Genome mapping is essential for identifying genes associated with diseases, understanding evolutionary relationships, and improving breeding programs for plants and animals. It provides a fundamental tool for advancing genetics, biotechnology, and medical research.

For example, the mapping of the horse genome, including breeds like the Thoroughbred, has helped identify genes linked to performance traits and health conditions, guiding selective breeding and veterinary care.

Collaborative achievement

The study was led by researchers from the University of Minnesota including Nicole Flack and Lauren Hughes from the College of Veterinary Medicine, along with Professor Christopher Faulk from the College of Food, Agricultural and Natural Resource Sciences.

The research features contributions from students enrolled in Professor Faulk’s animal science course.

“The genome is the basic blueprint for an animal and tells us what makes a species unique and also tells us about the health of a population,” said Faulk. “My students worked together to produce the highest quality Przewalski’s horse genome in the world.”

Importance of a reference genome

With the genome now mapped, researchers have a crucial tool to make accurate predictions about gene mutations and their implications for the health and conservation of Przewalski’s horses.

“Studying genes without a good reference is like doing a 3-billion-piece puzzle without the picture on the box. Przewalski’s horse researchers studying mutations in an important gene need a good reference picture to compare their puzzle with,” noted Flack.

Genome of Przewalski’s horse

The team used a blood sample from Varuschka, a 10-year-old Przewalski’s mare at the Minnesota Zoo, to create a representative genetic map for the species.

The Minnesota Zoo has been a long-time partner in Przewalski’s horse breeding and management, with over 50 foals born since the 1970s.

“We were excited to partner with the University of Minnesota to preserve the genetic health of the species as their populations continue to recover, both in zoos and in the wild,” said Anne Rivas, a doctor of veterinary medicine at the Minnesota Zoo.

“We are thrilled to offer our community the opportunity to see the horse as the results of our conservation efforts.”

Interestingly, the genome sequencing was performed using cutting-edge technology, involving a portable device about the size of a soda can. This portability allows for potential future studies of wild Przewalski’s horses in remote locations.

Promising applications of the reference genome

The newly mapped reference genome has several promising applications. It can be used to study genes that help the horse adapt to environmental changes, identify mutations associated with specific traits or diseases, and inform future breeding decisions to improve genetic diversity.

Given the extreme population bottleneck during the near-extinction of Przewalski’s horses, understanding their genetic makeup is crucial for continued breeding and conservation efforts.

Interesting facts about Przewalski’s horse

Przewalski’s horse, the last surviving species of wild horse, has a distinct ancient lineage. After being declared extinct in the wild in the 1960s, successful reintroduction efforts have restored populations in Mongolia, China, and Kazakhstan.
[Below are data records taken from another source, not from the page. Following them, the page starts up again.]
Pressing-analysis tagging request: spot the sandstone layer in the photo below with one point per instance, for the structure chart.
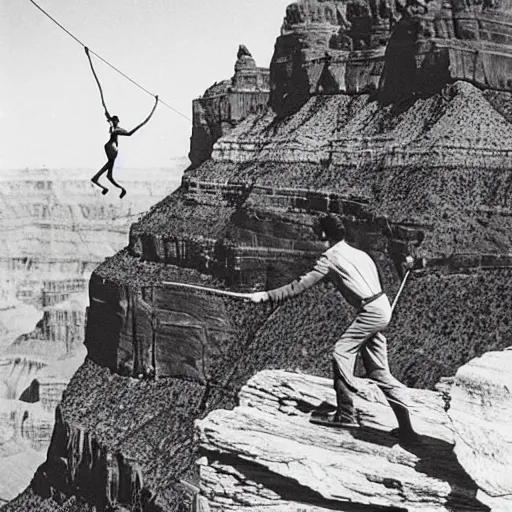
(55, 229)
(426, 174)
(265, 453)
(481, 413)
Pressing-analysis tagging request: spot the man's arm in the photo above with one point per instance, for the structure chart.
(278, 295)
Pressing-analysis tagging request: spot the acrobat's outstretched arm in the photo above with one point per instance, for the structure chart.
(107, 115)
(132, 131)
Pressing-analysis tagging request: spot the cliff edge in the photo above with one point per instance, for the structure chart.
(425, 173)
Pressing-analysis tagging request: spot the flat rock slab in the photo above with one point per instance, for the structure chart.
(266, 453)
(481, 412)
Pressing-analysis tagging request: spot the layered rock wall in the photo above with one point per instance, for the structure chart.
(227, 103)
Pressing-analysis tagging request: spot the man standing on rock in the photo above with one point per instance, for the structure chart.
(355, 275)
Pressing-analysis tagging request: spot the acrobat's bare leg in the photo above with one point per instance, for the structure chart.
(96, 177)
(110, 177)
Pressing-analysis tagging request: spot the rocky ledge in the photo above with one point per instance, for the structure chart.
(266, 455)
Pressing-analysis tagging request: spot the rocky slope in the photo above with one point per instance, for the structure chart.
(55, 229)
(426, 173)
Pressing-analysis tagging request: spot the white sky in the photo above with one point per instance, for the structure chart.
(50, 109)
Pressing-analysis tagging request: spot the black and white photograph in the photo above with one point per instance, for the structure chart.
(256, 256)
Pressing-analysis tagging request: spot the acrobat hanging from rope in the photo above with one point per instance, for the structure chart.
(111, 146)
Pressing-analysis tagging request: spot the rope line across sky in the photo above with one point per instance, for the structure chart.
(107, 62)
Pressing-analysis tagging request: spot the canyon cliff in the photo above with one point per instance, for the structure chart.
(395, 116)
(56, 227)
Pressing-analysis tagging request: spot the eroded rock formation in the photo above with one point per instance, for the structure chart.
(225, 104)
(265, 453)
(429, 176)
(397, 49)
(55, 229)
(481, 412)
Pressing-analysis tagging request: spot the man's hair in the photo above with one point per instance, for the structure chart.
(333, 227)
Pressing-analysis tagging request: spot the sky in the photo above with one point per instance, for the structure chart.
(50, 109)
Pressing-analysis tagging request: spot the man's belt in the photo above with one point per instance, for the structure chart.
(367, 301)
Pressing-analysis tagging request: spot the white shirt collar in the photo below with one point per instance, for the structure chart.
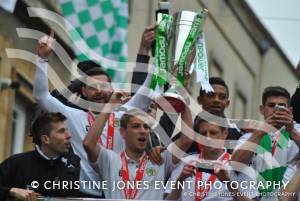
(131, 160)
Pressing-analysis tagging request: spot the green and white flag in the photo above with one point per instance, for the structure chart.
(102, 24)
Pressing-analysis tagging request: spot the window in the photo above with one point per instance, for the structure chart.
(18, 127)
(22, 115)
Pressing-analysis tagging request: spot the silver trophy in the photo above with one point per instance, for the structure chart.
(182, 55)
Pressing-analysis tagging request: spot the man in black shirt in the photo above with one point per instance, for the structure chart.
(28, 175)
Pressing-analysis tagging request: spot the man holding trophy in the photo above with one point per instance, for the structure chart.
(180, 49)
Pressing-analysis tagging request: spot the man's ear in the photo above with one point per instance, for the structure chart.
(45, 139)
(123, 132)
(262, 109)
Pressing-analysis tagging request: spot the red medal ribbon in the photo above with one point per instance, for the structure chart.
(202, 192)
(131, 193)
(275, 143)
(110, 129)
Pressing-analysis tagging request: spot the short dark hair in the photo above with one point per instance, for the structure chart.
(199, 119)
(90, 68)
(129, 114)
(275, 91)
(217, 81)
(43, 125)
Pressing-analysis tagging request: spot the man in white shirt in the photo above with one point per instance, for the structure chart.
(223, 180)
(271, 154)
(133, 165)
(292, 190)
(97, 90)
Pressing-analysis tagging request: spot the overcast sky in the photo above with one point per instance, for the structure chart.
(282, 19)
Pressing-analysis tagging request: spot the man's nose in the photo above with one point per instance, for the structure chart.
(68, 135)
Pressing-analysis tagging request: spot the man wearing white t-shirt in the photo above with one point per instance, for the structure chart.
(97, 89)
(272, 154)
(215, 181)
(292, 190)
(133, 165)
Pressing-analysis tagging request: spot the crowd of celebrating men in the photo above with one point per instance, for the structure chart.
(111, 136)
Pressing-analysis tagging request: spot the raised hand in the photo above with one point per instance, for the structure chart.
(45, 45)
(220, 170)
(187, 171)
(119, 97)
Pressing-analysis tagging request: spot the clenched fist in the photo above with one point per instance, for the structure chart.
(45, 45)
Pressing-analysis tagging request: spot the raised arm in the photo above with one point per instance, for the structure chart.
(292, 188)
(40, 90)
(187, 135)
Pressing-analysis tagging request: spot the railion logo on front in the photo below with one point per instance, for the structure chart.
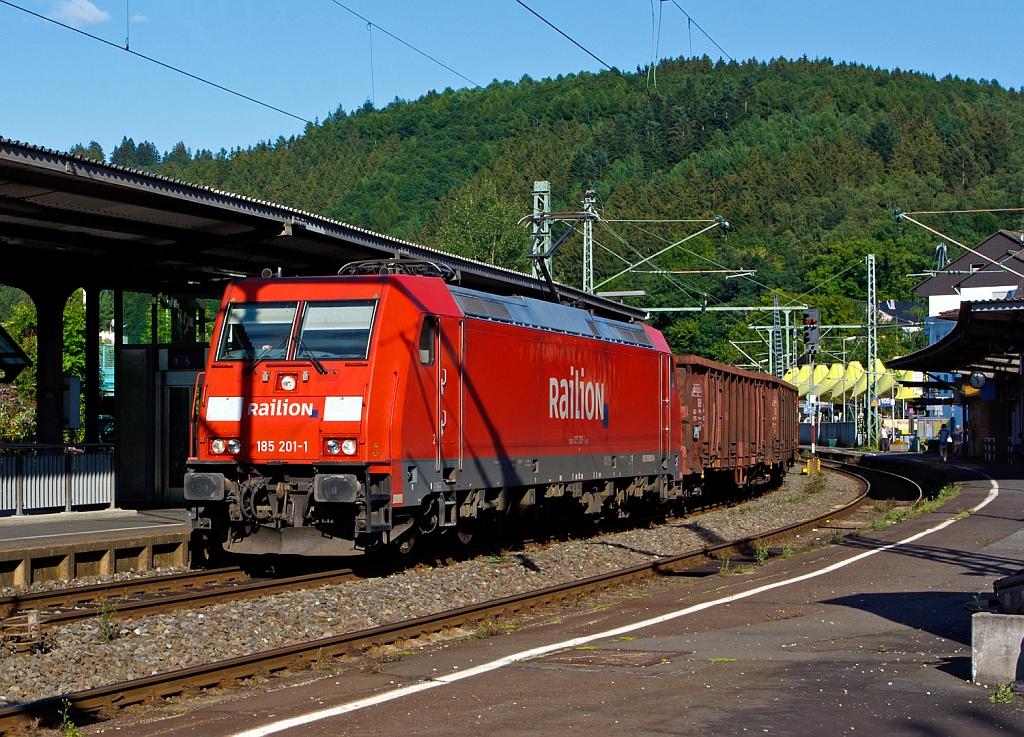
(577, 398)
(282, 407)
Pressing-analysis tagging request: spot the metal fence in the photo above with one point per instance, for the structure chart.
(37, 477)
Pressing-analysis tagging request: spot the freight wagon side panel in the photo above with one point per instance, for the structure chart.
(732, 419)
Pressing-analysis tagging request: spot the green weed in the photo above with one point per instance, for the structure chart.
(1004, 694)
(68, 725)
(761, 554)
(108, 609)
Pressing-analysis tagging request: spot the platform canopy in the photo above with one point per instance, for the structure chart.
(80, 222)
(988, 337)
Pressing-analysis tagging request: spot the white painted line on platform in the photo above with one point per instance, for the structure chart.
(113, 529)
(576, 642)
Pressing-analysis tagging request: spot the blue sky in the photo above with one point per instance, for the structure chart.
(309, 56)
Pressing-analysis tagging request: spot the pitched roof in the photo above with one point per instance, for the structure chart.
(998, 246)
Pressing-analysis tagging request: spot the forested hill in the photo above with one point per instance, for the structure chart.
(805, 159)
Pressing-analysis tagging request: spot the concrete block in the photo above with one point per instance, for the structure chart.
(23, 572)
(995, 647)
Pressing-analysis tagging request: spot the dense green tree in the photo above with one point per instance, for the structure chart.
(144, 156)
(94, 150)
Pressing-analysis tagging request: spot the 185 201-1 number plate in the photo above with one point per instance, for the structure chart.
(283, 446)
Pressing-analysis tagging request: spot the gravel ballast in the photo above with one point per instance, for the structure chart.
(160, 643)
These horses are genetically unique, possessing 66 chromosomes – two more than domestic horses. They are smaller in stature, standing about 4 to 4.5 feet tall and weighing between 550 and 800 pounds.

Przewalski’s horses live in small family groups with one dominant stallion and several mares. Their diet primarily consists of grasses, but they also eat leaves, bark, and fruit. They are tough survivors, capable of enduring extreme temperatures from scorching summers to freezing winters.

These horses have a distinctive appearance with a stocky build, short legs, a thick neck, and a standing mane without a forelock.

Przewalski’s horses hold cultural significance for the Mongolian people as a symbol of their natural heritage and are seen as a conservation icon, representing hope for other endangered species.

The study is published in the journal G3 Genes|Genomes|Genetics.